Additionally, the regulation introduces the obligation to maintain civil and environmental liability insurance, as well as to periodically submit operational logs to ensure traceability and regulatory compliance.
Regulations of the Energy Planning and Transition Law
This regulation establishes a binding energy planning framework involving not only the electricity sector but also hydrocarbons, biofuels, and geothermal energy. Unlike the previous regime, which focused on indicative goals for clean energy and energy efficiency, SENER now assumes a predominant role, with the authority to condition the granting of permits, contracts, and concessions on compliance with the new planning instruments.
Furthermore, it creates bodies such as the Energy Planning Council and specialized technical committees responsible for coordinating the formulation, monitoring, and updating of strategic programs within short, medium, and long-term horizons.
The new regulation prioritizes energy sovereignty and self-sufficiency, social justice, the reduction of energy poverty, and the prevention of private sector predominance in electricity generation.
It also incorporates quantifiable and mandatory targets related to electrification, biofuels, methane capture, and technological innovation, all aligned with Mexico's international commitments. For participants in the sector, this new framework entails a more centralized, predictable, and strategic regulatory environment, where investment decisions must strictly align with State planning directives and the country's long-term policy objectives.
Regulations of the Hydrocarbons Revenue Law
The regulation provides that assignments shall constitute the general rule for the exploration and extraction of hydrocarbons, while the bidding of areas shall only proceed on an exceptional basis, reaffirming the State's direct ownership. Likewise, the Ministry's annual report shall be limited to such areas, and in the event of bidding, the Ministry must submit the corresponding technical information to the Ministry of Finance and Public Credit (SHCP) in accordance with the coordination agreements in force.

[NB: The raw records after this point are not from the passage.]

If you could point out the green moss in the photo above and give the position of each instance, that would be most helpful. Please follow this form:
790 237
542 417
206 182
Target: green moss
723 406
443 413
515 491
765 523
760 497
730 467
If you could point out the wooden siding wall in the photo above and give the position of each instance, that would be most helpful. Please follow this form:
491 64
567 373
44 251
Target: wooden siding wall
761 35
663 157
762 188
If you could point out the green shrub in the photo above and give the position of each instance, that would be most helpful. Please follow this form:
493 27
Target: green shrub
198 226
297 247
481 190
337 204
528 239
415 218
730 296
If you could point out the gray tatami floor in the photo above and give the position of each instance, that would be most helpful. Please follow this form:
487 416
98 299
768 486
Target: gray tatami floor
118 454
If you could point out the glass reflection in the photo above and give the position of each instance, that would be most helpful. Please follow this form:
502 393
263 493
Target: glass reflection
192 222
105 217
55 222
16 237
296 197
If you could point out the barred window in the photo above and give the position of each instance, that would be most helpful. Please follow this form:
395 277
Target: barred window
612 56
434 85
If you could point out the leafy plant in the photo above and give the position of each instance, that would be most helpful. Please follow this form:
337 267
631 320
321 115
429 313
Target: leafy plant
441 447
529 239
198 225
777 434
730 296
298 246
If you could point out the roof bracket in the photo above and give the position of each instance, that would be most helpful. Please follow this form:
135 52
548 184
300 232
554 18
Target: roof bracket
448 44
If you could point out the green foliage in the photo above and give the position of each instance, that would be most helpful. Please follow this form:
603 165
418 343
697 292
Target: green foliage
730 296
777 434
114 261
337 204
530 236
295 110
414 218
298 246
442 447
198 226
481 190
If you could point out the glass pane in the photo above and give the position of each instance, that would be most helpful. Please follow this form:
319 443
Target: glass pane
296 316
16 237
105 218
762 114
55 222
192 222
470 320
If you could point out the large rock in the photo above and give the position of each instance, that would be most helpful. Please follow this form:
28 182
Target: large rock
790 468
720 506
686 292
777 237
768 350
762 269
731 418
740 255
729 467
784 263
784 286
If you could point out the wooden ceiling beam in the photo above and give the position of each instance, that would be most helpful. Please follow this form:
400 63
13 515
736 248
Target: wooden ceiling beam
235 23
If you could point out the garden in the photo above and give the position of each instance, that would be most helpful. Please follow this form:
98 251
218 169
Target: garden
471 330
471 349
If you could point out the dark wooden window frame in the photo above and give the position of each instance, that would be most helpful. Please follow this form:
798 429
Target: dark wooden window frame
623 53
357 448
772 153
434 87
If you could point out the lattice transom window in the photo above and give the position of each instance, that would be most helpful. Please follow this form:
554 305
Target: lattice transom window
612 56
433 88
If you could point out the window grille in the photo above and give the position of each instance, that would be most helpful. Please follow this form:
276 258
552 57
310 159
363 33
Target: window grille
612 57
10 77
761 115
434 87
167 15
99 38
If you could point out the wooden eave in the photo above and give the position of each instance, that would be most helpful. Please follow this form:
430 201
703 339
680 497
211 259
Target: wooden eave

The figure of minimum and maximum values in the awarding process is maintained, reinforcing the safeguarding mechanism through sealed envelopes, opened in the presence of a notary public under strict confidentiality until the opening of proposals. Alternatively, early disclosure is permitted through an official communication to SENER for electronic publication at least ten business days in advance.
The regulation centralizes in SENER the main acts of administration and supervision derived from contracts, including registration with the Mexican Petroleum Fund, notification of amendments, terminations, or assignments within an extended period of one to three business days, and the exclusive custody of sensitive information derived from SHCP resolutions. Regarding the migration of assignments to contracts, Petróleos Mexicanos (PEMEX) is included, such that legal entities participating in bidding processes must obtain its favorable opinion in technical, financial, performance, and experience aspects.
The regulation provides for coordination between SENER and the Tax Administration Service (SAT) in verifications and audits subject to contractual and tax procedures, thereby eliminating the dispersion of technical powers.
Finally, the automatic update mechanism of exploration fees indexed to the National Consumer Price Index (INPC) is repealed, transferring its definition to statutory law or to SHCP regulations. Moreover, SENER assumes responsibility for the mapping of exploration and extraction areas as binding input for the calculation and transfer of resources from the Fund to producing states and municipalities.
In these terms, we suggest conducting an individual analysis of the operations carried out by each company, to identify possible effects or areas of opportunity generated by the publication of the aforementioned regulations.
The content of this article is intended to provide a general guide to the subject matter. Specialist advice should be sought about your specific circumstances.